Het afgelopen half jaar trof het coronavirus ouderen onevenredig hard, evenals de gevolgen van de maatregelen om een verdere verspreiding van het virus tegen te gaan. Hoe het mensen die in verpleeghuizen verging die niet meer door hun familie en vrienden konden worden bezocht, kreeg in de media ruime aandacht. Maar corona en de coronamaatregelen hadden ook ernstige gevolgen voor thuiswonende migrantenouderen. Voor hen en hun mantelzorgers brak een heel moeilijke periode aan.

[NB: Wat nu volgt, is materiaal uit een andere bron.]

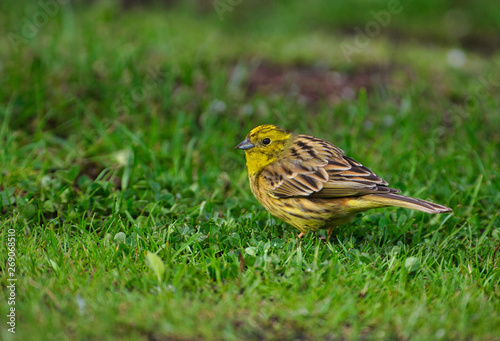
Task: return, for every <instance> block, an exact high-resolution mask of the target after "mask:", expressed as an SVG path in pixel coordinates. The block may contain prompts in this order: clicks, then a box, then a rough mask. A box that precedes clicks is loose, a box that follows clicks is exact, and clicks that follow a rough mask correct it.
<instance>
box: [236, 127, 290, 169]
mask: <svg viewBox="0 0 500 341" xmlns="http://www.w3.org/2000/svg"><path fill="white" fill-rule="evenodd" d="M292 136H293V133H291V132H289V131H288V130H285V129H283V128H281V127H278V126H275V125H272V124H264V125H261V126H258V127H257V128H254V129H252V131H251V132H250V133H248V135H247V138H246V139H245V140H243V142H241V143H240V144H239V145H237V146H236V147H235V148H238V149H243V150H244V151H245V156H246V158H247V167H248V175H250V176H254V175H257V174H259V173H260V172H261V171H262V170H263V169H264V168H265V167H266V166H267V165H269V164H270V163H272V162H274V161H275V160H277V159H279V158H280V156H281V155H282V153H283V151H284V150H285V147H287V146H288V145H290V144H291V142H292V139H291V137H292Z"/></svg>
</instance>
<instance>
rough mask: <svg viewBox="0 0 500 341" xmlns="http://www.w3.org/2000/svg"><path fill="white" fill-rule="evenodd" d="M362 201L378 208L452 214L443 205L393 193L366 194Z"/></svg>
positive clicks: (364, 196) (427, 212) (451, 209)
mask: <svg viewBox="0 0 500 341" xmlns="http://www.w3.org/2000/svg"><path fill="white" fill-rule="evenodd" d="M362 198H363V200H367V201H369V202H371V203H373V204H375V205H377V206H379V207H384V206H399V207H405V208H411V209H413V210H419V211H422V212H426V213H445V212H452V209H451V208H449V207H446V206H443V205H439V204H434V203H432V202H429V201H425V200H421V199H416V198H411V197H405V196H404V195H400V194H394V193H384V194H368V195H364V196H362Z"/></svg>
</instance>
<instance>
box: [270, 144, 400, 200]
mask: <svg viewBox="0 0 500 341" xmlns="http://www.w3.org/2000/svg"><path fill="white" fill-rule="evenodd" d="M261 179H262V180H263V181H262V182H261V185H264V186H266V187H268V189H269V192H270V194H272V195H273V196H276V197H279V198H284V197H294V196H311V197H323V198H328V197H331V198H333V197H348V196H356V195H363V194H370V193H375V192H377V193H397V192H399V191H398V190H396V189H393V188H389V187H387V182H386V181H384V180H383V179H382V178H380V177H379V176H377V175H375V173H373V172H372V171H370V170H369V169H368V168H366V167H365V166H363V165H362V164H360V163H359V162H357V161H355V160H353V159H351V158H349V157H347V156H345V155H344V152H343V151H342V150H341V149H339V148H337V147H335V146H334V145H332V144H331V143H329V142H326V141H324V140H321V139H319V138H316V137H312V136H307V135H298V136H297V137H296V139H295V141H294V142H293V144H292V146H291V147H290V149H289V150H288V152H287V154H286V155H285V156H284V157H283V159H282V160H280V161H278V162H276V163H273V164H271V165H269V166H268V167H266V169H265V170H264V171H263V172H262V173H261Z"/></svg>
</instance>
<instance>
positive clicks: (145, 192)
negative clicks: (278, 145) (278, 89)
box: [0, 1, 500, 340]
mask: <svg viewBox="0 0 500 341" xmlns="http://www.w3.org/2000/svg"><path fill="white" fill-rule="evenodd" d="M375 3H376V4H375V5H373V6H374V7H373V8H379V7H380V2H375ZM443 3H444V4H445V5H441V7H440V6H438V7H436V8H437V9H436V11H435V12H433V13H434V16H432V17H431V18H432V20H438V19H437V18H441V17H442V15H444V13H445V12H446V10H448V6H449V5H446V4H447V3H446V2H443ZM481 3H483V5H482V7H481V6H480V7H478V8H477V9H476V11H477V13H482V11H488V8H490V7H488V4H489V3H488V2H487V1H482V2H481ZM1 6H3V7H4V8H3V10H2V11H0V23H2V24H1V25H0V36H2V40H0V117H1V120H2V121H1V124H0V212H1V221H0V224H1V230H0V240H1V243H2V250H3V251H2V252H1V253H0V264H1V265H0V267H1V273H0V277H1V283H2V288H3V289H2V291H1V294H0V302H1V303H0V306H1V316H3V317H2V318H1V319H0V320H1V323H2V328H1V330H0V333H1V334H0V335H1V338H2V339H4V340H14V339H19V340H37V339H40V340H43V339H85V340H94V339H95V340H102V339H115V338H116V339H130V340H134V339H143V340H205V339H209V340H220V339H226V340H239V339H241V340H247V339H248V340H261V339H283V340H295V339H308V340H317V339H330V340H337V339H341V340H342V339H346V340H358V339H369V340H371V339H384V340H410V339H411V340H429V339H443V340H449V339H455V340H495V339H498V335H500V313H499V312H500V269H499V268H498V264H500V261H499V262H498V263H497V266H496V267H495V266H494V264H493V262H492V258H493V252H494V249H495V247H496V246H497V245H498V243H499V242H500V225H499V219H498V207H499V206H500V170H499V162H498V160H499V158H500V130H499V129H498V127H500V112H499V109H498V108H500V97H498V89H499V88H500V85H499V84H500V79H499V78H498V77H497V75H499V74H500V55H499V54H498V53H492V54H489V55H487V56H485V55H483V54H481V53H476V52H474V51H473V50H465V53H466V56H467V63H466V64H465V65H464V67H462V68H453V67H451V66H449V65H448V64H447V62H446V55H447V53H448V51H449V49H450V48H452V47H454V46H455V45H454V41H453V39H451V40H448V41H447V42H445V43H443V40H442V39H441V38H440V37H439V36H440V34H441V33H440V28H439V27H435V31H433V29H432V27H433V25H429V24H428V23H427V22H426V19H425V17H424V15H423V14H418V15H416V16H415V17H414V18H413V19H412V20H411V21H409V22H408V23H405V20H403V19H404V18H405V17H404V16H403V17H401V19H397V21H395V22H394V26H389V27H388V30H398V31H401V32H403V33H404V34H408V36H411V35H413V34H414V30H415V27H425V30H424V31H425V32H426V33H425V34H426V35H427V37H426V39H436V41H438V43H436V44H435V45H432V46H429V44H428V43H426V42H418V41H415V40H411V39H410V40H408V41H404V42H402V41H398V40H394V39H392V38H390V35H386V34H382V35H381V36H379V37H376V38H374V39H373V40H372V42H371V44H370V47H369V48H368V49H366V50H364V51H363V52H362V53H360V54H359V55H356V56H354V58H353V60H352V61H351V62H350V63H349V62H347V61H346V60H345V59H344V58H343V56H342V52H341V50H340V48H339V45H340V43H341V42H343V41H352V39H353V36H352V35H350V34H349V33H345V32H344V31H335V34H329V33H328V30H327V29H325V27H323V25H325V23H328V22H329V20H327V19H328V18H327V16H326V13H328V12H327V9H329V10H332V8H333V9H335V8H336V7H335V6H340V7H342V6H341V5H335V6H334V5H326V4H323V6H324V7H321V5H318V4H315V5H314V6H312V7H307V8H304V9H303V10H304V13H303V15H304V18H307V20H305V19H304V21H300V20H294V18H296V17H297V14H296V13H298V12H297V6H298V5H297V3H296V2H291V4H290V5H289V6H287V5H280V6H281V7H280V6H277V8H273V10H272V11H271V12H270V13H271V14H272V13H275V12H273V11H278V12H280V13H281V15H282V17H283V18H284V20H285V19H286V20H285V22H288V23H289V24H290V25H291V27H289V28H283V26H280V24H279V22H276V21H272V20H270V19H269V17H266V15H270V14H269V13H268V12H267V11H265V10H263V9H262V7H258V6H257V5H256V6H257V7H256V8H252V6H251V4H250V2H248V3H247V2H243V3H242V4H241V6H242V7H241V8H238V7H236V8H235V9H234V12H232V13H228V17H227V18H226V19H227V20H226V19H225V20H224V21H222V22H221V21H219V19H218V17H217V16H216V15H215V14H214V13H211V14H201V13H200V12H196V11H193V10H192V9H189V8H178V7H173V8H169V9H163V8H154V9H148V8H145V9H139V10H134V11H129V12H127V11H122V10H120V9H119V7H118V5H116V4H115V3H113V2H97V3H96V4H94V5H92V6H83V5H81V6H78V5H64V6H63V7H61V8H60V9H59V11H58V13H57V14H56V15H55V16H53V17H52V18H50V20H48V21H47V23H46V24H45V25H43V27H40V28H39V29H38V31H37V33H36V35H34V36H33V37H31V38H30V39H26V41H23V43H22V44H20V45H19V46H18V49H16V50H15V49H13V48H12V46H11V44H10V43H9V40H8V39H4V38H5V37H6V36H7V34H8V33H9V32H14V33H20V32H22V29H23V26H22V25H23V21H22V20H21V19H22V18H23V16H25V17H28V18H30V17H31V16H33V14H34V13H36V12H37V11H39V10H40V9H39V8H38V7H37V5H36V3H34V2H31V3H29V4H24V5H14V4H11V5H7V4H2V5H1ZM209 6H211V4H210V3H209ZM360 6H361V5H359V4H357V5H355V6H354V5H353V7H352V8H350V9H345V8H343V7H342V8H343V9H344V10H350V12H349V11H348V12H347V13H346V16H345V18H346V19H345V22H340V21H337V22H336V24H332V25H331V26H330V27H329V28H328V29H330V30H335V29H336V28H337V27H345V26H351V27H352V26H356V25H359V24H360V23H361V24H362V23H363V22H365V21H364V20H365V18H366V17H367V14H366V13H365V12H362V11H361V10H360V9H359V7H360ZM377 6H378V7H377ZM412 6H416V5H412ZM422 6H423V5H422ZM464 6H465V5H464ZM186 7H189V6H186ZM340 7H339V8H340ZM424 7H425V6H424ZM370 8H371V7H370ZM370 8H368V9H367V11H368V13H369V10H370ZM322 9H325V10H324V11H323V10H322ZM422 11H424V9H422ZM263 12H265V13H267V14H265V13H263ZM418 13H420V12H418ZM231 15H234V17H231ZM406 15H407V14H406ZM252 17H253V18H255V19H256V24H255V25H256V26H255V27H252V26H251V25H250V24H249V23H250V21H249V18H252ZM314 18H317V20H316V21H314V20H313V19H314ZM335 18H337V17H335ZM335 18H332V19H331V20H332V22H335V20H334V19H335ZM349 18H350V19H349ZM239 20H241V22H242V25H241V27H235V25H237V23H238V22H239ZM337 20H340V19H338V18H337ZM429 20H430V19H429ZM471 21H472V22H473V23H476V22H480V21H481V18H480V16H479V15H477V16H474V17H473V18H472V19H471ZM311 22H315V23H316V24H314V25H310V23H311ZM431 22H432V21H431ZM488 23H489V21H488V20H485V21H484V23H483V25H482V26H481V25H475V26H474V30H473V31H474V32H475V34H478V35H481V34H484V36H486V37H487V36H488V32H490V30H491V29H492V28H494V25H496V24H497V23H496V22H495V23H490V24H488ZM293 24H296V26H293ZM266 25H268V26H266ZM488 25H490V26H488ZM266 27H269V30H268V31H266V30H265V28H266ZM231 28H234V29H233V30H232V29H231ZM260 61H265V62H266V63H274V65H282V66H283V67H285V68H286V67H296V65H301V67H306V68H308V67H309V68H314V67H317V64H318V62H320V64H321V65H323V66H322V67H326V68H328V69H330V70H336V71H338V72H340V73H342V75H343V76H344V77H347V78H349V77H350V76H352V75H355V74H356V72H359V70H362V69H363V68H366V67H370V66H384V67H386V68H387V69H388V70H390V71H389V72H388V75H387V79H386V80H384V81H381V80H376V79H375V80H373V81H372V86H371V87H369V88H368V89H358V88H355V87H354V88H353V90H354V92H355V96H354V98H353V99H352V100H344V101H341V102H338V103H329V102H327V101H323V100H319V101H317V102H314V103H305V102H303V101H302V100H300V98H297V97H296V96H294V95H293V94H290V92H286V91H285V92H284V93H283V92H277V93H270V92H258V93H255V94H249V93H248V91H247V89H246V86H245V79H246V78H245V77H248V74H249V73H250V72H251V70H252V68H253V67H255V64H256V62H260ZM235 65H236V66H237V68H239V70H240V71H241V72H242V75H243V76H242V77H243V78H242V79H243V80H241V79H240V78H238V77H239V76H238V77H237V75H235V73H233V68H234V66H235ZM245 75H247V76H245ZM263 123H275V124H280V125H282V126H284V127H286V128H289V129H293V130H295V131H296V132H301V133H308V134H314V135H316V136H318V137H322V138H324V139H327V140H329V141H331V142H333V143H335V144H336V145H338V146H339V147H341V148H342V149H344V150H345V152H346V153H347V155H349V156H351V157H353V158H355V159H356V160H358V161H360V162H362V163H363V164H365V165H368V166H369V167H370V168H371V169H372V170H373V171H375V172H376V173H377V174H379V175H381V176H382V177H384V178H385V179H386V180H387V181H388V182H389V183H390V184H391V186H393V187H396V188H400V189H401V190H402V191H403V193H404V194H407V195H411V196H415V197H419V198H422V199H427V200H432V201H435V202H437V203H440V204H443V205H447V206H449V207H452V208H453V209H454V214H453V215H439V216H430V215H426V214H424V213H421V212H415V211H410V210H405V209H383V210H373V211H369V212H366V213H365V214H364V215H361V216H360V217H359V219H357V220H355V221H354V222H353V223H351V224H349V225H346V226H343V227H340V228H338V229H337V230H335V234H334V237H333V238H332V239H331V240H330V241H324V240H320V239H319V238H318V237H319V236H321V235H324V234H325V233H324V232H323V231H322V232H320V233H319V235H317V234H314V233H311V234H309V235H307V236H306V237H305V238H303V239H302V240H301V241H297V239H296V236H297V233H298V231H297V230H295V229H293V228H291V227H290V226H287V225H286V224H284V223H282V222H280V221H279V220H277V219H275V218H273V217H271V216H270V215H269V214H268V213H267V212H266V211H265V210H264V209H263V208H262V207H261V206H260V205H259V204H258V202H257V201H256V199H255V198H254V197H253V196H252V194H251V192H250V189H249V186H248V180H247V178H246V168H245V160H244V156H243V155H242V152H241V151H239V150H234V149H233V147H234V146H235V145H236V144H237V143H239V142H240V141H241V140H242V139H243V138H244V137H245V135H246V134H247V132H248V131H249V130H250V129H251V128H253V127H255V126H257V125H259V124H263ZM9 229H15V230H16V243H17V244H16V254H17V258H16V268H15V271H16V277H17V279H18V281H17V282H16V287H17V288H16V305H15V308H16V334H15V335H14V334H11V333H9V332H8V331H7V328H6V323H5V322H7V317H6V315H7V314H8V309H9V307H10V306H8V305H7V302H8V295H9V291H8V289H7V285H8V284H9V282H8V281H7V279H8V276H9V274H8V269H7V268H8V267H7V252H6V248H7V243H8V238H9V237H8V230H9ZM4 246H5V249H4ZM497 258H500V254H497Z"/></svg>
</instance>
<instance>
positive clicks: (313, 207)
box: [259, 197, 354, 233]
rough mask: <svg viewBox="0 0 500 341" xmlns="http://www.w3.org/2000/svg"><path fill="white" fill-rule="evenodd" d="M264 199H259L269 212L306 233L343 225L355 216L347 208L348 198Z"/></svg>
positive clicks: (290, 198) (294, 198)
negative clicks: (346, 199)
mask: <svg viewBox="0 0 500 341" xmlns="http://www.w3.org/2000/svg"><path fill="white" fill-rule="evenodd" d="M263 199H264V200H259V201H260V202H261V203H262V205H263V206H264V207H265V208H266V209H267V210H268V211H269V213H271V214H272V215H273V216H275V217H277V218H279V219H281V220H283V221H285V222H287V223H289V224H290V225H293V226H295V227H296V228H298V229H299V230H300V231H301V232H304V233H305V232H307V231H315V230H318V229H326V228H330V227H332V226H338V225H343V224H346V223H348V222H349V221H350V220H351V219H352V218H353V217H354V213H353V212H349V211H347V210H346V206H345V203H344V202H345V200H346V198H328V199H322V198H297V197H294V198H281V199H276V198H272V197H268V198H263ZM266 199H267V200H266Z"/></svg>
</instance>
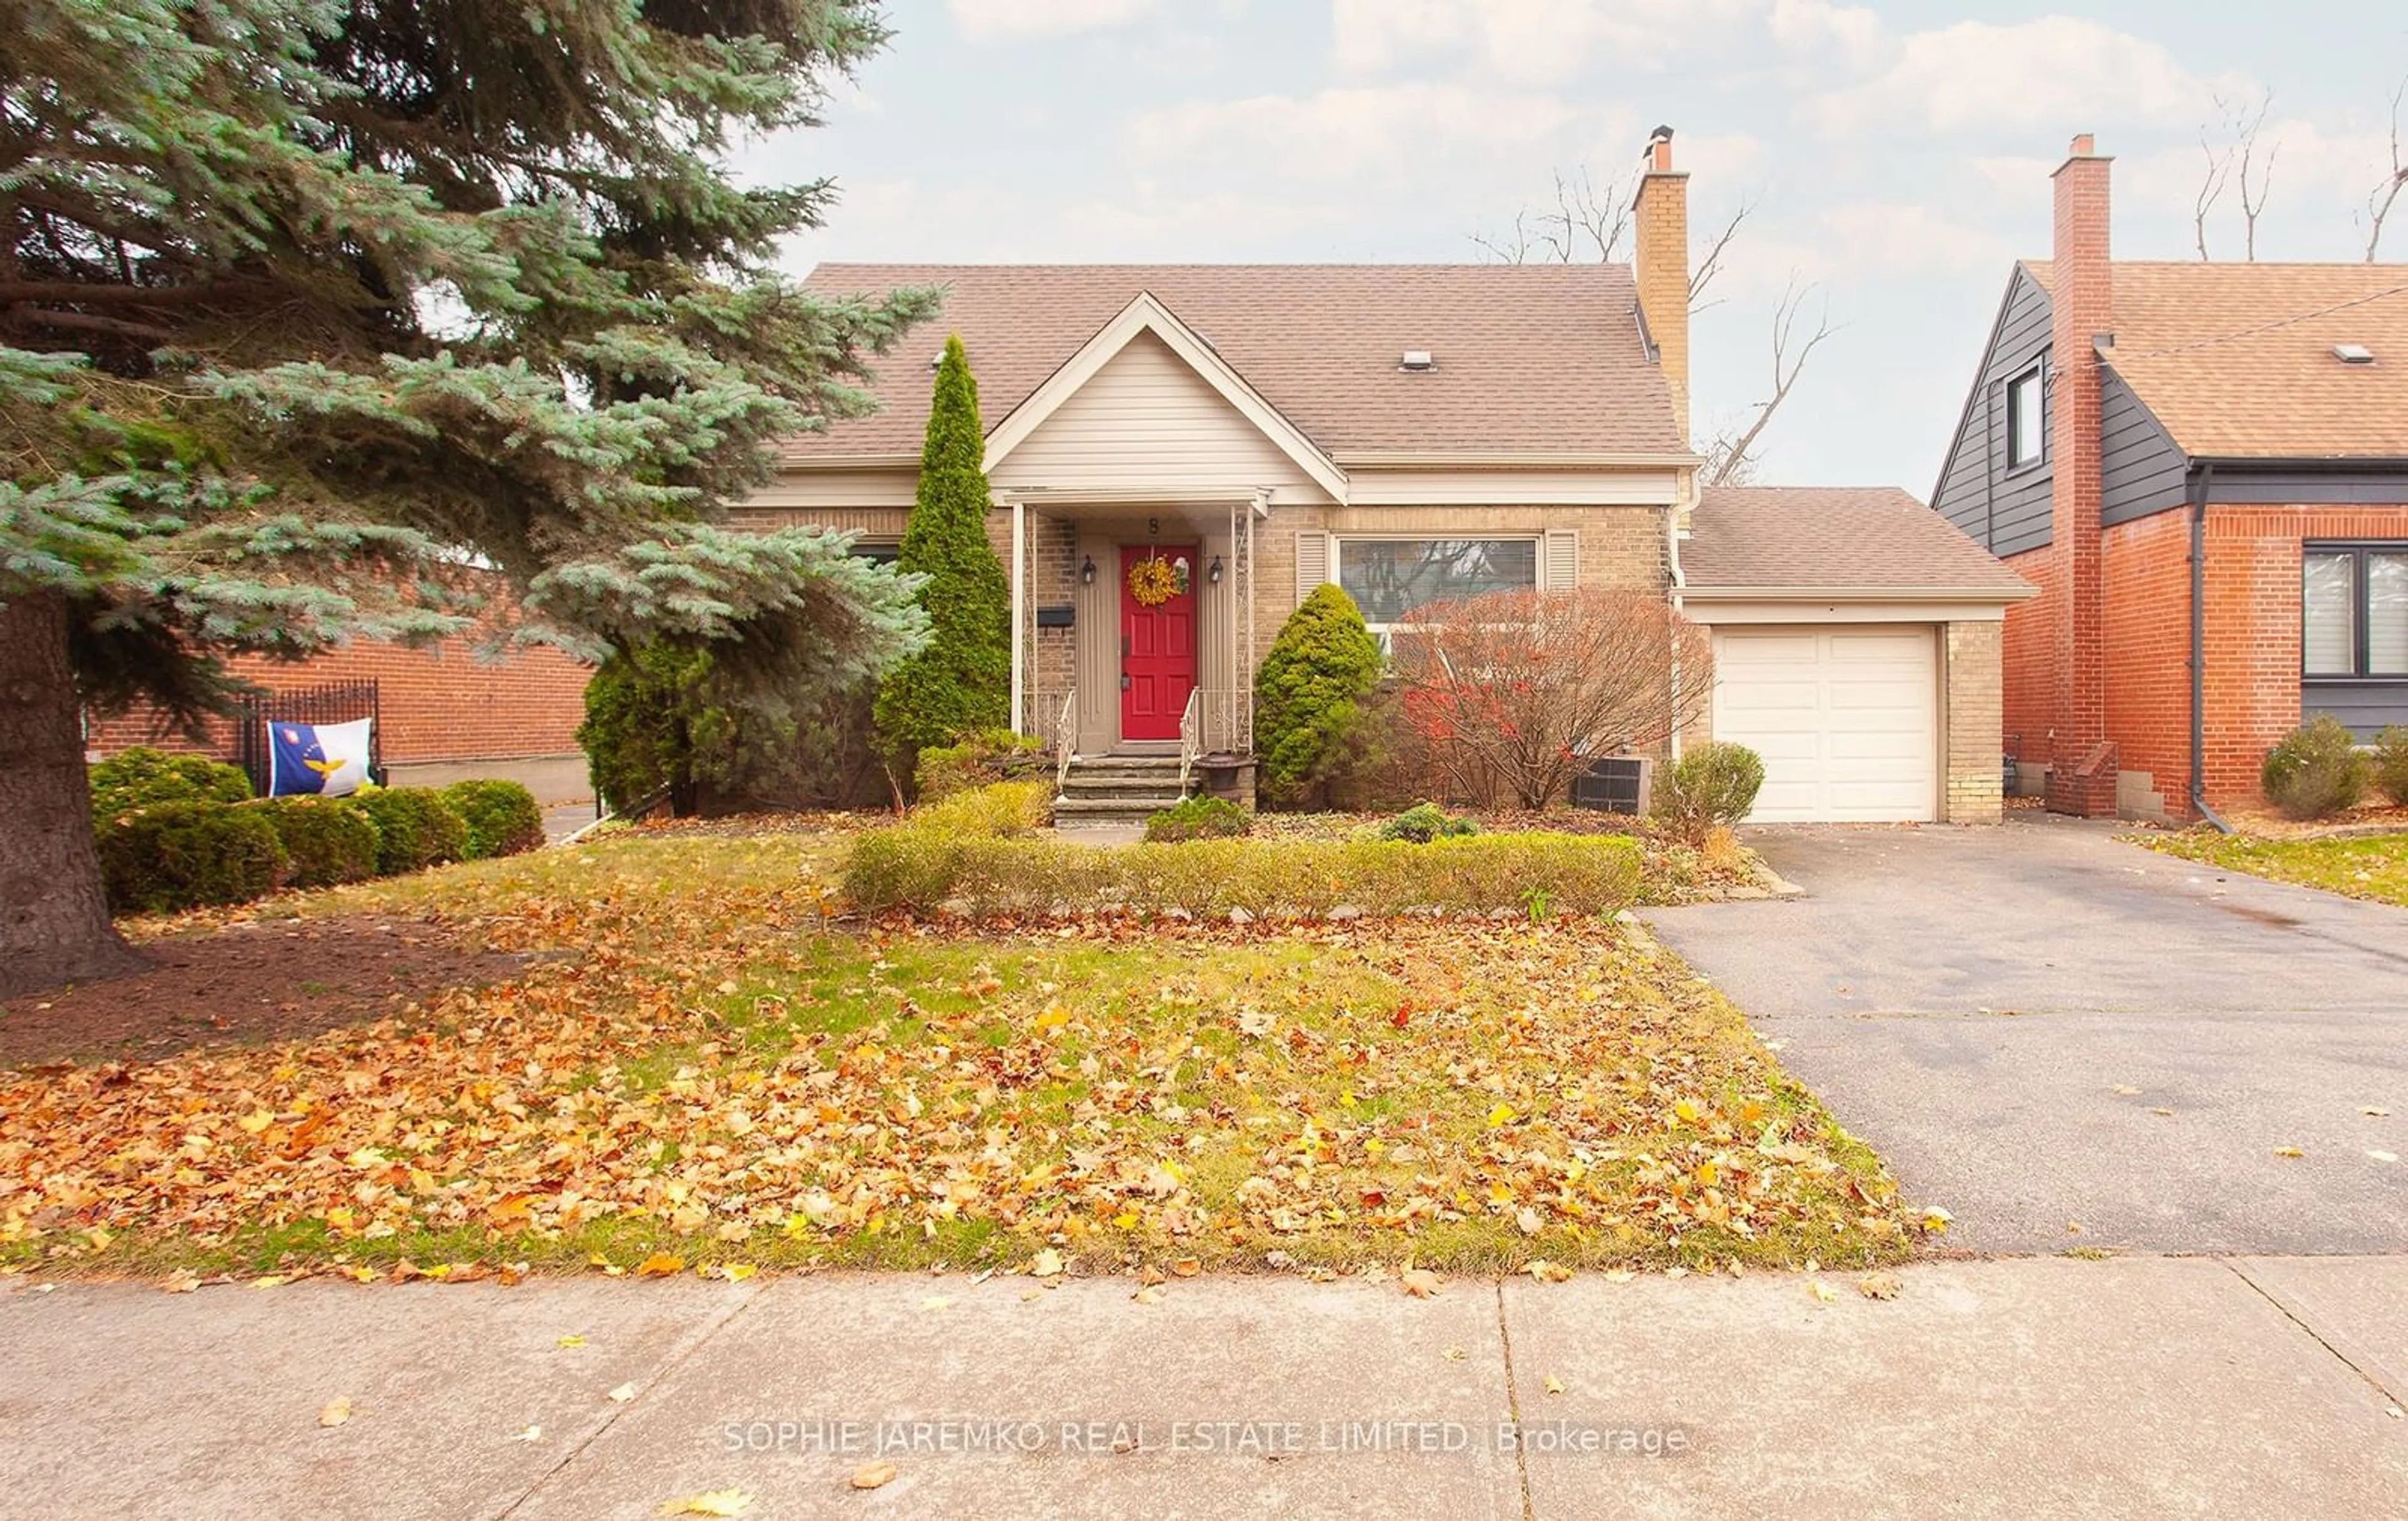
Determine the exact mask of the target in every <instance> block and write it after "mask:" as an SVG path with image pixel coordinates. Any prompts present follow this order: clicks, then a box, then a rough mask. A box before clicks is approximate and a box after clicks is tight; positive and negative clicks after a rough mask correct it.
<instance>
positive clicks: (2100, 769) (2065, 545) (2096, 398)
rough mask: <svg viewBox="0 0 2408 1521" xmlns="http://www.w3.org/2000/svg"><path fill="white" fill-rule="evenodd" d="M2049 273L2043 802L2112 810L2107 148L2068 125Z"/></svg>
mask: <svg viewBox="0 0 2408 1521" xmlns="http://www.w3.org/2000/svg"><path fill="white" fill-rule="evenodd" d="M2054 183H2056V277H2054V289H2052V301H2049V306H2052V330H2049V344H2052V351H2054V356H2056V383H2054V385H2052V387H2049V421H2052V431H2049V448H2052V450H2054V462H2052V481H2049V503H2052V505H2049V544H2052V549H2054V551H2056V556H2054V563H2052V573H2054V575H2056V578H2061V582H2064V585H2061V597H2059V599H2056V602H2054V606H2056V623H2054V628H2056V659H2054V703H2052V724H2049V727H2052V729H2054V736H2052V751H2054V760H2056V763H2054V765H2052V768H2049V806H2052V809H2056V811H2061V813H2083V816H2102V813H2114V801H2117V799H2114V787H2117V765H2114V758H2112V753H2109V756H2102V753H2097V751H2100V744H2102V741H2105V739H2107V650H2105V647H2102V643H2100V616H2102V599H2100V573H2102V561H2100V385H2102V371H2100V359H2097V347H2095V339H2100V337H2105V335H2112V332H2114V296H2112V274H2109V262H2107V159H2102V156H2097V154H2095V152H2093V147H2090V137H2088V135H2085V137H2076V140H2073V152H2071V156H2068V159H2066V161H2064V164H2061V166H2059V168H2056V180H2054Z"/></svg>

Hoe zij deze periode van corona en ‘de anderhalve meter samenleving’ beleven en beleefden komt in dit verslag aan de orde. NOOM wil aandacht vragen voor hun situatie. Dit doet zij door sleutelfiguren van het NOOM aan het woord te laten die via hun (vrijwilligers)werk in contact staan met migrantenouderen. Hoewel een deel van hun (vrijwilligers)werk en/of activiteiten in maart stopten, onderhielden zij wel contact met de ouderen. Zij doen hier hun verhaal.
Introductie
Over de wijze waarop de situatie van de oudere migranten veranderde en hoe de ouderen de lockdown ervaren hebben, doen praten we met 4 sleutelfiguren van het NOOM: Münevver Yalniz, werkzaam bij Dona Daria, een kenniscentrum voor emancipatie in Rotterdam; Rita Raghoebarsing, coördinator van de Rotterdamse afdeling van de Nederlandse Hindoe Ouderenbond; Marzouka Boulaghbage, medeoprichtster van Stichting Al Amal, een organisatie die de participatie van gezinnen bevordert en werkzaam bij DOCK in Utrecht als sociaal makelaar en Selahattin Köse die veel voorlichtingsactiviteiten organiseert in (de regio) Amsterdam. Ook thema’s als eenzaamheid, toegang tot informatie, initiatieven in coronatijd en herstart van activiteiten, het levenseinde en oude en nieuwe inzichten, komen aan de orde.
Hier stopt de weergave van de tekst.